Bericht vom 11. Wittener Kolloquium für Humanismus, Medizin und Philosophie am Freitag, 06. und Samstag, 07. Mai 2022 an der Universität Witten/Herdecke.

Das Kolloquium zum Thema "Schule ohne Noten – ist das gesund?" durchzog eine Atmosphäre von Liebe zu Kindern, Lebensfreude und Positivität. Man war sich darin einig: Es braucht mehr Vertrauen in unsere Kinder und Mut zur Reform des Schulwesens!

Freitag, 06. Mai 2022

Prof. Dr. med. David Martin und Dr. med. Silke Schwarz von der Universität Witten/Herdecke gaben aus kinder- und schulärztlicher Sicht eine kurze Einführung in das Thema.

Es folgte ein bewegender Zoom-Beitrag von André Stern aus Frankreich: "Kinder sind Riesen.
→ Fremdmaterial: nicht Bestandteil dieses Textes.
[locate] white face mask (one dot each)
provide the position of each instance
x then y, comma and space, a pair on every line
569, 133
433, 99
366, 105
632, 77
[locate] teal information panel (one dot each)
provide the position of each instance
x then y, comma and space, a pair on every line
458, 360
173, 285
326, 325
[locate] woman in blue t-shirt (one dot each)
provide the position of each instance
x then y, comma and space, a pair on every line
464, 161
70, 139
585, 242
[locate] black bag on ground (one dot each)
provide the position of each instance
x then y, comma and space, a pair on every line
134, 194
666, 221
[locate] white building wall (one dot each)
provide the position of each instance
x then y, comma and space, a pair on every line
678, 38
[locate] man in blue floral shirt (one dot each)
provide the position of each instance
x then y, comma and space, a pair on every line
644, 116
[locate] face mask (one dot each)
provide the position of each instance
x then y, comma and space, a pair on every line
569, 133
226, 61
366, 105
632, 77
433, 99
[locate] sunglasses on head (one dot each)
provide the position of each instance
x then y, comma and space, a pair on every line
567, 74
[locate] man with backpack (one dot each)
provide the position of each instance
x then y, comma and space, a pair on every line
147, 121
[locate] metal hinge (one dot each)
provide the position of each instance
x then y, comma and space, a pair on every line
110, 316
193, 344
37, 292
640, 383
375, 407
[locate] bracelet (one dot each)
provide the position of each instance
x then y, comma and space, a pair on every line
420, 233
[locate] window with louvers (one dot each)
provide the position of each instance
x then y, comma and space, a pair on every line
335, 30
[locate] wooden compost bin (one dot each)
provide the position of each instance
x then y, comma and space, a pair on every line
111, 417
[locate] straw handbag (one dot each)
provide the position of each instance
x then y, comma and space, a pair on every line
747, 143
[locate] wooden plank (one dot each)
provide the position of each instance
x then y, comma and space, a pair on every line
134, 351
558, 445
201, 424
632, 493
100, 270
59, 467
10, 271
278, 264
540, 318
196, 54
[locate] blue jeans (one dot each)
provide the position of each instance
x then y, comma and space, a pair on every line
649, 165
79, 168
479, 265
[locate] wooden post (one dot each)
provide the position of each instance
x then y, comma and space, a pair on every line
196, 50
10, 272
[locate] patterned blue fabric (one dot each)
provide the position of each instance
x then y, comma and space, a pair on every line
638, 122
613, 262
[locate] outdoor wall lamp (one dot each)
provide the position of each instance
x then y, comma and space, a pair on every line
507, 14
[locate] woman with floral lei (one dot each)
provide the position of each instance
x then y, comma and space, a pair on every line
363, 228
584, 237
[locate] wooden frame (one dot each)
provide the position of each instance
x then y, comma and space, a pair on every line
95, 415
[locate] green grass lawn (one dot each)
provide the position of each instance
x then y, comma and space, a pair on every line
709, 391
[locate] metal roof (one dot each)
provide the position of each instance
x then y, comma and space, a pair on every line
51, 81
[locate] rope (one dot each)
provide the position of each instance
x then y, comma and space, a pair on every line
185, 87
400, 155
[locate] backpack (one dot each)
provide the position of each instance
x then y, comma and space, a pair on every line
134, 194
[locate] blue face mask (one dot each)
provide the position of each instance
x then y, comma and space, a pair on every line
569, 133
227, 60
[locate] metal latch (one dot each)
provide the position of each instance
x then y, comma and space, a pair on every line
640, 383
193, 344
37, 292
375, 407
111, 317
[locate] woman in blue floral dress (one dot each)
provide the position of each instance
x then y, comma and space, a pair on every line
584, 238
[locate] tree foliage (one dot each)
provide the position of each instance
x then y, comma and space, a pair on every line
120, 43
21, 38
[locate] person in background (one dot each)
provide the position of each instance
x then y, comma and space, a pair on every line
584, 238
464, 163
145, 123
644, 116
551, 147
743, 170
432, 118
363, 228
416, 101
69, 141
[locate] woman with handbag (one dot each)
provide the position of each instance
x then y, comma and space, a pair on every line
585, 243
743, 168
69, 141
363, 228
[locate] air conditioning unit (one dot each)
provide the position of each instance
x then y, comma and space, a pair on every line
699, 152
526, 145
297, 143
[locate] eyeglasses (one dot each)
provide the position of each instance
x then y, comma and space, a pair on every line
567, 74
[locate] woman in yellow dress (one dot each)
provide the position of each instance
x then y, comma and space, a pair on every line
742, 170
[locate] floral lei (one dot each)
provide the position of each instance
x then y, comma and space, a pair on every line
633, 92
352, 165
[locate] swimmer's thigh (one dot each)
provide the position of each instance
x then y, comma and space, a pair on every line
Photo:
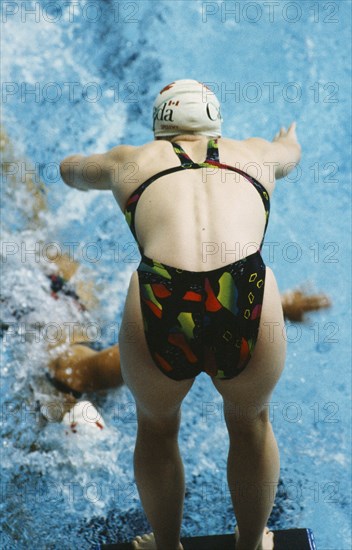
252, 388
156, 395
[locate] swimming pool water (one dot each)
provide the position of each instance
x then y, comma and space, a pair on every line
81, 77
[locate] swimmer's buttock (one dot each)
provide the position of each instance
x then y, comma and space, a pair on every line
200, 321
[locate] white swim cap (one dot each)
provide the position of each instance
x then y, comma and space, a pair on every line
186, 107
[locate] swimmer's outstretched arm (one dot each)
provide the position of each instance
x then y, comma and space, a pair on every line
99, 171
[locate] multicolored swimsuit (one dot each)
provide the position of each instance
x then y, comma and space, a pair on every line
198, 321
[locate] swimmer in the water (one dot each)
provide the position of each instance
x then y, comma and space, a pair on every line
190, 187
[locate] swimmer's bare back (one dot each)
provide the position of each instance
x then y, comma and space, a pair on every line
196, 220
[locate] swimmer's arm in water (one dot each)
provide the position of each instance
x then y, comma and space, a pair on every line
283, 153
99, 171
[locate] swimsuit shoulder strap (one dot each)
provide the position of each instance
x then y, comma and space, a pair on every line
212, 153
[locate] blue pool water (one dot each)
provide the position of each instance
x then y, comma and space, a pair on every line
81, 77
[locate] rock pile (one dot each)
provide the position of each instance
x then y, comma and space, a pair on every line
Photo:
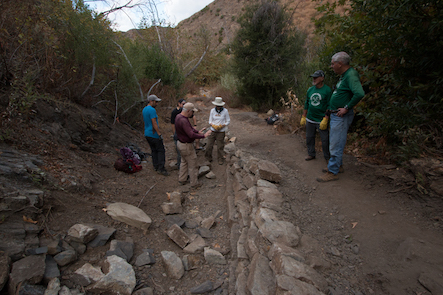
265, 255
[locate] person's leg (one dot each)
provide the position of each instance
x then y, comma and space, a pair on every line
161, 156
192, 166
183, 172
324, 136
310, 138
220, 138
337, 140
210, 145
178, 152
154, 152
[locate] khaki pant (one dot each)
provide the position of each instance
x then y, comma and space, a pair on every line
219, 139
188, 165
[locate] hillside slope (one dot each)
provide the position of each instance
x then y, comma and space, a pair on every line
220, 19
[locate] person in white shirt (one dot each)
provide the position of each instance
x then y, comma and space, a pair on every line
219, 121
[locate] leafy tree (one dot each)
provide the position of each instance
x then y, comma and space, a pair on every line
399, 45
267, 50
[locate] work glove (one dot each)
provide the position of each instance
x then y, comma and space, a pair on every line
324, 124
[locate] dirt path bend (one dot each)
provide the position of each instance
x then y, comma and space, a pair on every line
376, 237
365, 233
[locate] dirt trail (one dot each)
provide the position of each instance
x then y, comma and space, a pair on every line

Spielen, um zu lernen, zu fühlen und zu leben". Stern besuchte – obwohl in Paris aufgewachsen - nie eine Schule! Überzeugend legte er dar, warum in jedem Kind ein geniales Wesen, "ein Riese" steckt, wenn es nur im richtigen Klima, in der richtigen Umgebung aufwachsen darf. Und so wie Schule heute ist, mache sie eben gerade keine Riesen aus unseren Kindern. Was tun Kinder, wenn wir sie einfach in Ruhe lassen? Sie spielen! Und das sei das allerbeste Lernwerkzeug, was wir als Menschen haben. Zum Lernen gebe es nichts Besseres, als zu spielen. Und Begeisterung ist wie Dünger für dieses spielende Lernen. Wir brauchen Vertrauen in Kinder und Kindheit ...

Prof. Mag. Dr. Christine Plaimauer von der Pädagogischen Hochschule Oberösterreich gab einen online-Beitrag zu "Die Not mit den Noten! Warum man "Leistungen" nicht mit Ziffern beurteilen sollte und Noten von Natur aus ungerecht sind." Es widerstrebe jeder Bildungsgerechtigkeit, dass die Zuweisung zu einer Laufbahn nach Noten geschehe, die summativ als Ergebnis eines Tests oder einer Prüfung entstehen und kaum formativ nach Entwicklung und Unterrichtsqualität. Es sei bekannt, dass jeder* Lehrer* einen* Schüler* in einem Fach unterschiedlich beurteilt und die Gruppe in seiner* persönlichen Gauß’schen Kurve unterbringt. Selbst- und Fremdeinschätzung seien regelhaft verschieden. Vorurteile, Beharrungs- und Stigmatisierungseffekte seien an der Tagesordnung. Noten hätten somit einen Mangel an Objektivität, Validität und Reliabilität. Zudem sei bekannt, dass "Bildung vererbbar sei" und es ein ungelöstes Genderproblem gebe, bei dem Jungen aufgrund ihres natürlichen lebhafteren Verhaltens schlechter bewertet und schneller in Richtung ADHS (Aufmerksamkeits- und Hyperaktivitätssyndrom) verurteilt würden.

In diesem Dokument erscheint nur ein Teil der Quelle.